この地で50年以上飲食店を営んできた舛田昭二さん(74歳)に話を聞いた。'17年におでん屋を改装し、現在は実娘の綾子さんとともに古民家カフェを経営している。

「この界隈は東京大空襲の際、爆弾の直撃を免れ、比較的被害の少なかった場所なんです。焼け残った土台に家を建て直してきたので、高い建物が少ない。だから見上げれば、どこからでも空が見えるんです。風通しもいいし、ギラギラしたネオンとは無縁で夜は静か。こういった環境を求めて、最近は若い人だけでなく、海外の人まで集まるようになってきました」

戦火を逃れたであろう木造建築が残る住宅街には、比較的新しい一戸建ても散見される。根岸4丁目近辺の坪単価は180万円と、この10年間で約12%上昇しているが、まだまだ都心に比べれば割安で、移り住んで来る若いファミリーも多いという。

娘の綾子さんが語る。

「日暮里や上野、浅草、蔵前など、子供とお出かけするのも、買い物もすべて自転車で15分圏内。そんな『小回りが利く』のも根岸のいいところですね」

実は都心へのアクセスもかなりいい。入谷から日比谷線に乗れば1本で銀座まで18分、鶯谷から有楽町は山手線で12分。こういった「地の利」の良さも人気の一つだ。
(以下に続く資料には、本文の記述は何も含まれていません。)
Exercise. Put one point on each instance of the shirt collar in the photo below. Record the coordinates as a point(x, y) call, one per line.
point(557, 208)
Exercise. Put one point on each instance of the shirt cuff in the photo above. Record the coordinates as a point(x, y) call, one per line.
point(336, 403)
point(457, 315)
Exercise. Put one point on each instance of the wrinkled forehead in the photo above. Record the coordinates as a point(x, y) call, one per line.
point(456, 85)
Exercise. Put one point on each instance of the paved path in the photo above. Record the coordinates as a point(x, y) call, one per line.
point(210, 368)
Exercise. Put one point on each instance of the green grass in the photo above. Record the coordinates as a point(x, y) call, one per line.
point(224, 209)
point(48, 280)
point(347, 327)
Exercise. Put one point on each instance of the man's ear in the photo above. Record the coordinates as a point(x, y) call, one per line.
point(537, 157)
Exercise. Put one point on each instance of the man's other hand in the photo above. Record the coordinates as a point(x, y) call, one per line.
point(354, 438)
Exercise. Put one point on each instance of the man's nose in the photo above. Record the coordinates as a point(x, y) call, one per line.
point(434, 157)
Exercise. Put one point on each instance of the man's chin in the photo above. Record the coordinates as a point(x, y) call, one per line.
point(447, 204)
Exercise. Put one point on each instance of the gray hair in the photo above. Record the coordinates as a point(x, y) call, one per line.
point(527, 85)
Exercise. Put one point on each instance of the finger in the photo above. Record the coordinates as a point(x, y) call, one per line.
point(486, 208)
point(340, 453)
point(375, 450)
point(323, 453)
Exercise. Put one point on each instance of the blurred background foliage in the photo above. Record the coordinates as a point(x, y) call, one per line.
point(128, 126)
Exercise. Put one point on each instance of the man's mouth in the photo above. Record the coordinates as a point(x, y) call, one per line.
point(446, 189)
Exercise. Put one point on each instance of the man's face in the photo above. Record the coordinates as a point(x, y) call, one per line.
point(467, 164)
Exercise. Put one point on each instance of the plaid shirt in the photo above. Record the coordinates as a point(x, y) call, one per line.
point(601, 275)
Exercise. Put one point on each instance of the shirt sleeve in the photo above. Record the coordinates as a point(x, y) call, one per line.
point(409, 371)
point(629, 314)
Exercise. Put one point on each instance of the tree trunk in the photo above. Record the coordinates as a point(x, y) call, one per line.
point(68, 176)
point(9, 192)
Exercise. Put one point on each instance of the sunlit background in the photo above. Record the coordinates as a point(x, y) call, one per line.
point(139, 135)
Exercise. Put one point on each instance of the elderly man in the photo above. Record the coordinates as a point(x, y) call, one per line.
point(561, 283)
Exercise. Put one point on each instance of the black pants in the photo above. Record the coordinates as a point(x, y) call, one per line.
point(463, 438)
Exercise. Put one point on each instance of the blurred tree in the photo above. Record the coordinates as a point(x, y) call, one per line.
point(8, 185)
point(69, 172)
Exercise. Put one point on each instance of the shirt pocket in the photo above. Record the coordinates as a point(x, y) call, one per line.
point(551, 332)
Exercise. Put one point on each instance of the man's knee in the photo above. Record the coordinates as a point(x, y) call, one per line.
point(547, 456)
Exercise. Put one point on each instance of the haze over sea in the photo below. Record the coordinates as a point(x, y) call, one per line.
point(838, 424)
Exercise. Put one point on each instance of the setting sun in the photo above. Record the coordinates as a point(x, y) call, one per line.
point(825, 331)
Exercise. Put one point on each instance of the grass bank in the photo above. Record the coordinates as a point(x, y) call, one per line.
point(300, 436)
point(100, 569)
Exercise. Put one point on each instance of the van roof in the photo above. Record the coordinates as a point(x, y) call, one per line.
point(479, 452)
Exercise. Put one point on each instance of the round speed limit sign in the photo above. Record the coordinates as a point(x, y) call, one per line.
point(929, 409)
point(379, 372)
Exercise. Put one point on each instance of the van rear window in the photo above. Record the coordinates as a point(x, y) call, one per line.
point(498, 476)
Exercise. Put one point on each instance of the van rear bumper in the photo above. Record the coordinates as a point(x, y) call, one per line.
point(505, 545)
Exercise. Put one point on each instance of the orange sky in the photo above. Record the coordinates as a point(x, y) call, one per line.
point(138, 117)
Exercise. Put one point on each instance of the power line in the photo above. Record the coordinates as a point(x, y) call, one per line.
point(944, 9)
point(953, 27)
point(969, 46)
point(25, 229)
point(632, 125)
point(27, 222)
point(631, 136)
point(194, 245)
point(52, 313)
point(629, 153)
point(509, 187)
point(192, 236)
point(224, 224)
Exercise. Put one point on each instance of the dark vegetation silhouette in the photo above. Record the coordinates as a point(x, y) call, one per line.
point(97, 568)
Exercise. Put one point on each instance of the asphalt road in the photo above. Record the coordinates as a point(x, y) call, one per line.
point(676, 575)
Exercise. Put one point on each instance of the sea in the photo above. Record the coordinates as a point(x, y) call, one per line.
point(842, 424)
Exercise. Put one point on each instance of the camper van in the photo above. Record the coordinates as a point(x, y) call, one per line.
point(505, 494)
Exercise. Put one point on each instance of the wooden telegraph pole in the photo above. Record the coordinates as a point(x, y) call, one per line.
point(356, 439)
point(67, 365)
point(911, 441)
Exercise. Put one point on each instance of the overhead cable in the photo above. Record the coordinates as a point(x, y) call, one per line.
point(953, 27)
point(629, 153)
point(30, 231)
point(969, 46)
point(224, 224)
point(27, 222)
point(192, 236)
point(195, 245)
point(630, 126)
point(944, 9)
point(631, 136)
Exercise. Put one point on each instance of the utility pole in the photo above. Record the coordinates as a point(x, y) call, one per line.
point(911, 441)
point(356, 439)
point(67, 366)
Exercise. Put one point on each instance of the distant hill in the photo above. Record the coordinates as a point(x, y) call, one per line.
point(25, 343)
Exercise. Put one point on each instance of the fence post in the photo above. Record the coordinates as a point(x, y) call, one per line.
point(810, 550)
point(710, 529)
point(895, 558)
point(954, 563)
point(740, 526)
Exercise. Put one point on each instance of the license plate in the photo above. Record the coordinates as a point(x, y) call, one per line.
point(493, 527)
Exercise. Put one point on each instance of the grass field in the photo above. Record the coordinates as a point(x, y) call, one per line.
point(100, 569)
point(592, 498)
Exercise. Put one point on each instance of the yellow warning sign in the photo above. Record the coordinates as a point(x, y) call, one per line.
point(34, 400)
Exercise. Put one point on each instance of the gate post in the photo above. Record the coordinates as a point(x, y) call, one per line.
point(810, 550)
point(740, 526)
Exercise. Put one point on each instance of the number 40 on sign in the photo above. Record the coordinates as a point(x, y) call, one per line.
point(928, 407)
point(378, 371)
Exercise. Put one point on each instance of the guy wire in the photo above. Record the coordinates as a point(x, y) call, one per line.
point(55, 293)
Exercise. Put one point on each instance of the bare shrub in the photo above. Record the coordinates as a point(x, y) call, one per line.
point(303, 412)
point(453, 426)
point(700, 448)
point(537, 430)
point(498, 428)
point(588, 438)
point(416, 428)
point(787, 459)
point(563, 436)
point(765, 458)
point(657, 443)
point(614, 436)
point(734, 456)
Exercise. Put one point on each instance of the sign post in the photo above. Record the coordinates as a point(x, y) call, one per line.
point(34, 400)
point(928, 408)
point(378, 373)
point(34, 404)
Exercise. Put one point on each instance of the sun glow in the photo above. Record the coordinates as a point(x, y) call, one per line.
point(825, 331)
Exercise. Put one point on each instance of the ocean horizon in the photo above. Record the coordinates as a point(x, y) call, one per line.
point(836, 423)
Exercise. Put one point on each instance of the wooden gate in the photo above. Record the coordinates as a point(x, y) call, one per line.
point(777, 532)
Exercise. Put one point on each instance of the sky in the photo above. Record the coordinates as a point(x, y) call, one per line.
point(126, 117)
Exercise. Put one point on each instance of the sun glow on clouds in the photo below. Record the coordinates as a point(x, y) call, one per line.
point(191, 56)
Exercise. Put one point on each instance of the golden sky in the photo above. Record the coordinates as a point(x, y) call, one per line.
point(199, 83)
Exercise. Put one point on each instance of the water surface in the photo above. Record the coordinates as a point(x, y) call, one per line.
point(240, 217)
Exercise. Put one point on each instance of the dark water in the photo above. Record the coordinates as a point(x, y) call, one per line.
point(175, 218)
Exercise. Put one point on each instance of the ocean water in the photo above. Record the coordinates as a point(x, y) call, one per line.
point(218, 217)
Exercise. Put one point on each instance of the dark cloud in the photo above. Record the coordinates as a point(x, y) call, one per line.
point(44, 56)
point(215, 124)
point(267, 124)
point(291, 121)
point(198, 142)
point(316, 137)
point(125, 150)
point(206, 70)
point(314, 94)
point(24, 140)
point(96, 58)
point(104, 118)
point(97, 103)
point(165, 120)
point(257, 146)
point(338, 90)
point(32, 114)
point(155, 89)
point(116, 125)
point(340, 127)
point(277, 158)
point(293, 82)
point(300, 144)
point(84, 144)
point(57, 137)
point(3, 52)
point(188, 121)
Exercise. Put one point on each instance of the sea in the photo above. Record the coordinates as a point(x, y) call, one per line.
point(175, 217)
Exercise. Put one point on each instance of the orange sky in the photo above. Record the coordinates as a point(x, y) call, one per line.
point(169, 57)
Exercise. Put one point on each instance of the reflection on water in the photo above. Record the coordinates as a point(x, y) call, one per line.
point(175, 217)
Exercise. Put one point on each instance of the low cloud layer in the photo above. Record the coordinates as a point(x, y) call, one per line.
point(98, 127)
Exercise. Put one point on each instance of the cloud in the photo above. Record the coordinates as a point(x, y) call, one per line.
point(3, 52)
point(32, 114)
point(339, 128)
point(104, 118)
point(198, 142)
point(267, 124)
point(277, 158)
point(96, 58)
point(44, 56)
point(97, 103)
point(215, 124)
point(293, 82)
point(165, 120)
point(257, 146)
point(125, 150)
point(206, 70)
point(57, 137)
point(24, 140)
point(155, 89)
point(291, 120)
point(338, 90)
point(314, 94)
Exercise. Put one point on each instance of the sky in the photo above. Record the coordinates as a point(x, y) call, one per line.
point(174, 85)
さらに根岸では古い建物を現代風に改装して、再利用する動きが広がっている。その象徴が昭和3年築の銭湯「快哉湯」だ(住所は下谷2丁目)。'16年に惜しまれつつ廃業したが、外観は残しつつ改装し、シェアオフィスとして生まれ変わった。

前出の昭二さんが語る。

「この辺は道路も狭いままで確かに不便なところもあるけれど、古い建物をうまく利用して、何かやってやろうという若者が増えてきた。そんな彼ら彼女らを応援したいと思っています。

下町といえば職人気質の人が多く、よそから来た人はとっつきにくいイメージがあるかもしれないけど、時代とともにだんだんと住民の気質も変わってきた。今のご時世、新しく入ってきた人と協力してやってかないと街が発展しないでしょう」

ノスタルジックな雰囲気を残しつつ、時代のニーズとともに臨機応変に対応していく。そんな懐の深さも根岸の魅力なのだろう。